To explore the impact of glucose lowering treatment on prognosis in diabetic patients with myocardial infarction.


1181 type 2 diabetic patients (mean age 68 years; 67% males) discharged after myocardial infarction were followed (median of 2.1 years). At discharge, 436 patients (37%) had oral glucose lowering agents whereof 268 sulphonylureas and 200 metformin, while 690 patients (58%) were on insulin. The impact of treatment was analysed by an updated Cox proportional hazards regression model, correcting for confounders. Cardiovascular mortality was not influenced by metformin [Hazard ratio (HR) 0.93, 95% CI 0.60-1.43; P = 0.73], sulphonylureas (HR 1.15, 95% CI 0.80-1.64; P = 0.45), or insulin (HR 1.05, 95% CI 0.75-1.46; P = 0.77). The risk for non-fatal myocardial infarction and stroke increased significantly in patients on insulin (HR 1.73, 95% CI 1.26-2.37; P = 0.0007), whereas this risk was lower among those on metformin (HR 0.63, CI 0.42-0.95; P = 0.03) and unchanged with sulphonylureas (HR 0.81, 95% CI 0.57-1.14; P = 0.23). This finding remained analysing only patients with newly instituted insulin and those randomly allocated to newly instituted insulin.
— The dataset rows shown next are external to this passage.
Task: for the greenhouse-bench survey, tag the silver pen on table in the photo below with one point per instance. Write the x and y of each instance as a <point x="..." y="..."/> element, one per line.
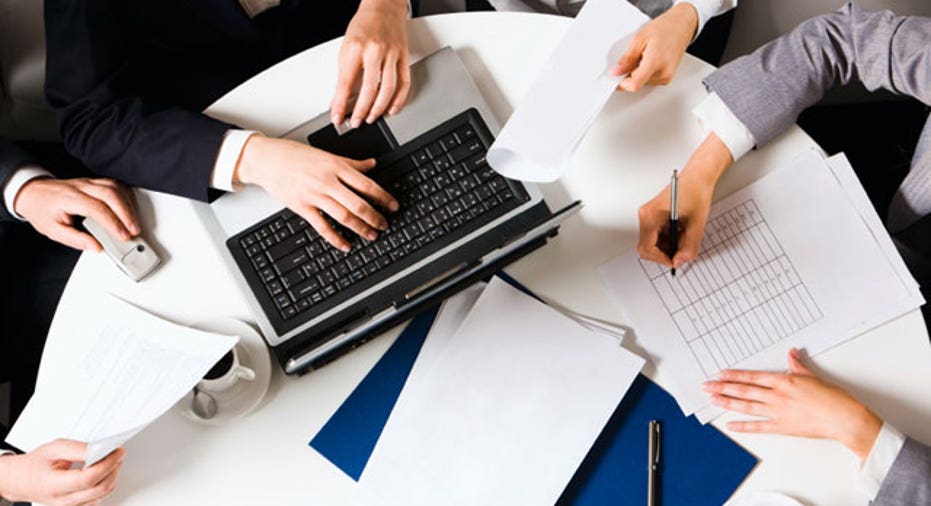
<point x="653" y="456"/>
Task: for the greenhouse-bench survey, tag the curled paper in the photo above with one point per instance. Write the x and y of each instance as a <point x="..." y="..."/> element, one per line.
<point x="566" y="97"/>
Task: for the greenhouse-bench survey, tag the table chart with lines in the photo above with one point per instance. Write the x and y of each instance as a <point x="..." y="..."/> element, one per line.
<point x="740" y="296"/>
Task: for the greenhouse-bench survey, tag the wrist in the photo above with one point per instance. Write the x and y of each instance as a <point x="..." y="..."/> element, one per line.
<point x="861" y="432"/>
<point x="688" y="15"/>
<point x="246" y="171"/>
<point x="708" y="163"/>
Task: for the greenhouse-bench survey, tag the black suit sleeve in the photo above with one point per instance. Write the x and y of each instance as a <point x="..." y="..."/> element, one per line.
<point x="105" y="123"/>
<point x="11" y="158"/>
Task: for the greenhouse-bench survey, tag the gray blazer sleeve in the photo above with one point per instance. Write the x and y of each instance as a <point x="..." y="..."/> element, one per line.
<point x="11" y="158"/>
<point x="909" y="479"/>
<point x="769" y="88"/>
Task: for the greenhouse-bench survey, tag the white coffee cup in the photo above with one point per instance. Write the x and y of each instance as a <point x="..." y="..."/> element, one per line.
<point x="228" y="379"/>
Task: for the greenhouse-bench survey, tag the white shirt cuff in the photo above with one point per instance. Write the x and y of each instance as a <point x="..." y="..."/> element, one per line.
<point x="716" y="117"/>
<point x="883" y="454"/>
<point x="20" y="177"/>
<point x="707" y="9"/>
<point x="230" y="151"/>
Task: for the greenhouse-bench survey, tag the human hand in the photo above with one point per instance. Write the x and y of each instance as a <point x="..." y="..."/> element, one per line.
<point x="45" y="475"/>
<point x="796" y="403"/>
<point x="696" y="188"/>
<point x="656" y="50"/>
<point x="310" y="181"/>
<point x="375" y="44"/>
<point x="51" y="205"/>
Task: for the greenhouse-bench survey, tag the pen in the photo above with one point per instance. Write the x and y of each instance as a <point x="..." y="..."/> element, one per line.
<point x="654" y="460"/>
<point x="674" y="217"/>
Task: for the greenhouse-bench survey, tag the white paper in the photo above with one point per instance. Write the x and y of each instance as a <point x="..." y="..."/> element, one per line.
<point x="574" y="85"/>
<point x="108" y="371"/>
<point x="505" y="415"/>
<point x="796" y="259"/>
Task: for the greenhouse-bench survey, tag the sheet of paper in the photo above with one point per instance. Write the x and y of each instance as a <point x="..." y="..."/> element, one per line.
<point x="505" y="414"/>
<point x="550" y="121"/>
<point x="108" y="372"/>
<point x="796" y="259"/>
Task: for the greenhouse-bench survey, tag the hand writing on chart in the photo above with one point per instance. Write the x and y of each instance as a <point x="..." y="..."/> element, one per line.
<point x="796" y="403"/>
<point x="375" y="45"/>
<point x="696" y="188"/>
<point x="656" y="50"/>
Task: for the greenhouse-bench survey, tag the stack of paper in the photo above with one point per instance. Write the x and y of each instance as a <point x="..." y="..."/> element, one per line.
<point x="796" y="259"/>
<point x="553" y="116"/>
<point x="109" y="372"/>
<point x="503" y="404"/>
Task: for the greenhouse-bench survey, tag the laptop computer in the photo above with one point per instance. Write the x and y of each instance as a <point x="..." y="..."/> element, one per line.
<point x="459" y="221"/>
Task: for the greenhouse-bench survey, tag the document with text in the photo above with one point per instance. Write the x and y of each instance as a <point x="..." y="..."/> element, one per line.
<point x="796" y="259"/>
<point x="108" y="370"/>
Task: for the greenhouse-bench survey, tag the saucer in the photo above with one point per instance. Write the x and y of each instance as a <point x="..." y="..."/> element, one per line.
<point x="243" y="397"/>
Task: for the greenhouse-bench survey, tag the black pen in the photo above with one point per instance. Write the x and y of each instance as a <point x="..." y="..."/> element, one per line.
<point x="654" y="460"/>
<point x="674" y="217"/>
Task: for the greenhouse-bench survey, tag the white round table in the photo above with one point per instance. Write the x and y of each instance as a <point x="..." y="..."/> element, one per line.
<point x="625" y="159"/>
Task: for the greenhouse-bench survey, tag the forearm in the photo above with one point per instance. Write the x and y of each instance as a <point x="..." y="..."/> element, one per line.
<point x="768" y="89"/>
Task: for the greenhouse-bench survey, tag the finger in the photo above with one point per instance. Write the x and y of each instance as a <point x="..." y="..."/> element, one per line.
<point x="371" y="79"/>
<point x="795" y="363"/>
<point x="100" y="212"/>
<point x="118" y="203"/>
<point x="754" y="426"/>
<point x="629" y="59"/>
<point x="96" y="493"/>
<point x="360" y="209"/>
<point x="689" y="245"/>
<point x="638" y="77"/>
<point x="74" y="238"/>
<point x="404" y="86"/>
<point x="738" y="390"/>
<point x="760" y="378"/>
<point x="64" y="449"/>
<point x="83" y="479"/>
<point x="350" y="64"/>
<point x="739" y="405"/>
<point x="323" y="227"/>
<point x="364" y="185"/>
<point x="346" y="218"/>
<point x="389" y="85"/>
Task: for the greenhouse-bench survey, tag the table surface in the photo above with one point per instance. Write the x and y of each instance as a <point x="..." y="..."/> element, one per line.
<point x="624" y="160"/>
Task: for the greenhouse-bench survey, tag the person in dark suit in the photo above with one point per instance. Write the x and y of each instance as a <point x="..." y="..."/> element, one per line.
<point x="33" y="275"/>
<point x="129" y="80"/>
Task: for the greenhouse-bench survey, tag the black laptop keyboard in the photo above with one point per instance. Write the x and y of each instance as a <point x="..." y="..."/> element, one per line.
<point x="445" y="189"/>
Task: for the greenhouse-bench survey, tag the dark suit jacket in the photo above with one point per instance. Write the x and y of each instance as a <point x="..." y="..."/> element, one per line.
<point x="129" y="79"/>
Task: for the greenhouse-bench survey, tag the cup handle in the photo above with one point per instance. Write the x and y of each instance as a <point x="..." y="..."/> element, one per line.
<point x="245" y="373"/>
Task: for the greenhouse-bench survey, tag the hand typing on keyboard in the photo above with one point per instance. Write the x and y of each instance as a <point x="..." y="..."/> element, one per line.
<point x="310" y="181"/>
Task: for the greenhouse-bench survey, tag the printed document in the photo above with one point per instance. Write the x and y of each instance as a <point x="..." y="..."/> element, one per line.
<point x="506" y="412"/>
<point x="796" y="259"/>
<point x="552" y="118"/>
<point x="109" y="372"/>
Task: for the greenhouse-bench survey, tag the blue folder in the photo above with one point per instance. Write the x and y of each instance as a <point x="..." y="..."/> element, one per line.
<point x="700" y="465"/>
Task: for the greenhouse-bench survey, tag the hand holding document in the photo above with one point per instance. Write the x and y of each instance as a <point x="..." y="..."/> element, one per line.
<point x="109" y="372"/>
<point x="550" y="121"/>
<point x="505" y="400"/>
<point x="796" y="259"/>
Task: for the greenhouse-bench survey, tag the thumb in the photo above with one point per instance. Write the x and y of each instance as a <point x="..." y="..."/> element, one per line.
<point x="64" y="449"/>
<point x="629" y="60"/>
<point x="795" y="363"/>
<point x="689" y="244"/>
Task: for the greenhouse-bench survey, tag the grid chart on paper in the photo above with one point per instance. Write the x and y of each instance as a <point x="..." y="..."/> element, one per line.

Controlling for confounders including glycemic control, there was no significant difference in mortality between sulphonylureas, metformin, and insulin. In this post hoc analysis, the risk of non-fatal myocardial infarction and stroke increased significantly by insulin treatment while metformin was protective. It is emphasized that this observation is done in an epidemiological analysis and should encourage to further confirmation in randomized trials.